Mas os estudantes norte-americanos têm para enganar a fim de competir? Há coisas que os pais podem fazer para incentivar a honestidade e integridade em escolares de seus filhos:

- Dê exemplos de modelos para os seus filhos de quem não cortar no seu trabalho (neurocirurgiões, desenvolvedores de software, etc), e servir como um modelo a si mesmo.

- Converse com a criança aberta e francamente sobre suas expectativas deles e quais as conseqüências da traição vai ser.

- Seja um defensor da escola do seu filho para ver que os métodos de ensino eficazes são usados; regras pergunta desnecessária ou excessivamente restritivas (um fator de motivação citado pelos alunos dos vários estudos). Ocasionalmente, permitindo o trabalho colaborativo em casa ou projetos pode ajudar a promover uma aprendizagem mais eficaz, o que leva a menos batota.

- Verifique a lição de casa do seu filho regularmente. Isto serve a dois propósitos: primeiro, permite-lhe garantir que o trabalho que está sendo atribuído é significativo, em quantidade razoável, relevante e tem real valor. Se isso não acontecer, fale com o professor ou a escola sobre isso. Em segundo lugar, ele permite que você tenha uma idéia real do nível em que seu filho está trabalhando, de modo que qualquer aumento repentino ou queda na qualidade do trabalho do seu filho pode ser tratada antes que se torne um problema de longo prazo.

- Mantenha-se up-to-date sobre as capacidades dos gadgets tecnológicos a criança tem e quais as políticas da escola são sobre o uso desses aparelhos na escola. Monitore o que eles fazem em seus computadores em casa.

- Não alguns explorar-se sobre os "batota tutorial" sites, é esclarecedor e pode ajudá-lo a estar atentos ao comportamento batota em seu filho.

- Ajude seu filho a manter um equilíbrio adequado entre as demandas da escola e atividades extracurriculares. Faça seu trabalho acadêmico a prioridade e garantir que o seu / sua programação diária reflete isso. Não tenha medo de definir limites para as atividades.
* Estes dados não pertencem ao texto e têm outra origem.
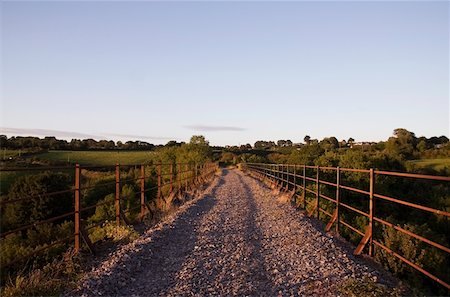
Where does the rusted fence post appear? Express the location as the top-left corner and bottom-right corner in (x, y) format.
(177, 163), (181, 194)
(141, 164), (145, 218)
(369, 168), (375, 257)
(114, 164), (120, 226)
(156, 163), (162, 207)
(336, 167), (341, 234)
(184, 164), (189, 192)
(302, 165), (306, 210)
(192, 163), (198, 186)
(74, 164), (80, 253)
(316, 166), (320, 219)
(170, 163), (173, 194)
O mais importante, ajudar seus filhos a compreender que fazer batota não é apenas sobre a obtenção de uma boa nota em um único teste ou projeto. Se eles vão nos enganar a lição de casa agora, onde eles vão traçar a linha mais tarde? Estar disposto a fazer batota é revelador de quem eles são como pessoas, e do que é mais importante para eles. O romancista John D. MacDonald escreveu: "A integridade não é uma palavra condicional. Ele não sopra o vento ou alterar com o tempo. É a sua imagem interna de si mesmo, e se você olhar lá e ver um homem que ganhou 't fraude, então você sabe que ele nunca será. " Ajude-os a criar essa imagem sólida para si, e eles vão descobrir que eles não têm para enganar a fim de alcançar seu maior potencial.